- Born: Lukasz Andrzej Kurgan 4 October 1975 (age 50) Kraków, Poland
- Education: University of Colorado at Boulder
- Scientific career
- Fields: Bioinformatics, Machine Learning
- Workplaces: Virginia Commonwealth University (2015–) University of Alberta (2003–2015) University of Colorado at Denver (2002–2003)
- Thesis: Meta Mining System for Supervised Learning (2003)
- Website: http://biomine.cs.vcu.edu/

= Lukasz Kurgan =

Polish-Canadian academic (born 1975)

Lukasz Kurgan (born 4 October 1975) is a Polish-Canadian bioinformatician. He is the Robert J. Mattauch Endowed Professor of Computer Science at the Virginia Commonwealth University, in Richmond, Virginia, U.S.A. He was a professor at the University of Alberta between 2003 and 2015. Kurgan earned his Ph.D. in computer science from the University of Colorado at Boulder in 2003 and his M.Sc. degree in automation and robotics from the AGH University of Science and Technology in 1999.
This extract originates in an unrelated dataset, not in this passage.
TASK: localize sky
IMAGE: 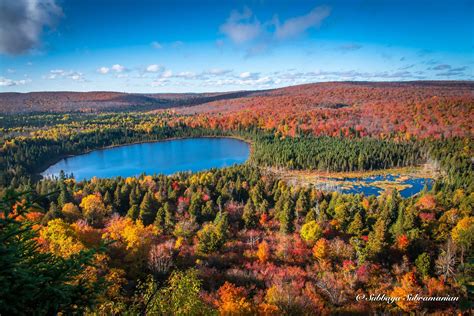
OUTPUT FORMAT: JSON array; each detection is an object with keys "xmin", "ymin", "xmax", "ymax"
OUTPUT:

Kurgan is a Fellow of the American Institute for Medical and Biological Engineering (AIMBE), Fellow of the Kosciuszko Foundation Collegium of Eminent Scientists, Senior Member of the International Society for Computational Biology (ISCB), and Senior Member of Association for Computing Machinery (ACM). He serves as the Associate Editor-in-Chief of the Biomolecules journal. He also serves as a member of the Editorial Board of the Bioinformatics (journal).
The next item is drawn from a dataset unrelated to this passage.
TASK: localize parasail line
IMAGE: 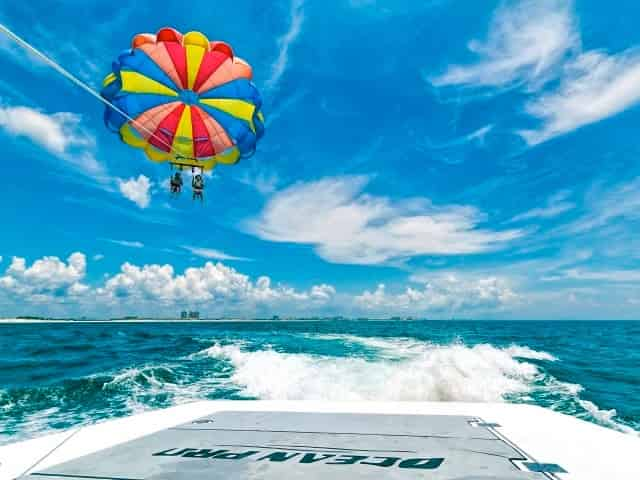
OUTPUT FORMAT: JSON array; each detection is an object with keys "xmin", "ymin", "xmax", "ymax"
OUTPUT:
[{"xmin": 0, "ymin": 23, "xmax": 180, "ymax": 155}]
His research focuses on the applications of machine learning in bioinformatics and structural bioinformatics of proteins, with focus on intrinsically disordered proteins, structural genomics, and protein function prediction. His research was funded by National Science Foundation (NSF), Natural Sciences and Engineering Research Council (NSERC), and Canadian Institutes of Health Research (CIHR). Kurgan published over 150 articles on topic related to bioinformatics and machine learning, which have been cited over 12,000 times according to Google Scholar. His research lab has developed popular methods for protein function prediction and protein structure prediction including MoRFpred, MFDp, DEPICTER, DRNApred, fDETECT, and DisoRDPbind. His lab also released the PDID protein-drug interaction database and the DescribePROT protein function database. Some of these tools won accolades in international competitions/assessments including the 3 place in disorder prediction at the 2012 Critical Assessment of Techniques for Protein Structure Prediction (CASP) and the top finish at the 2018 Critical Assessment of Intrinsic protein Disorder (CAID1).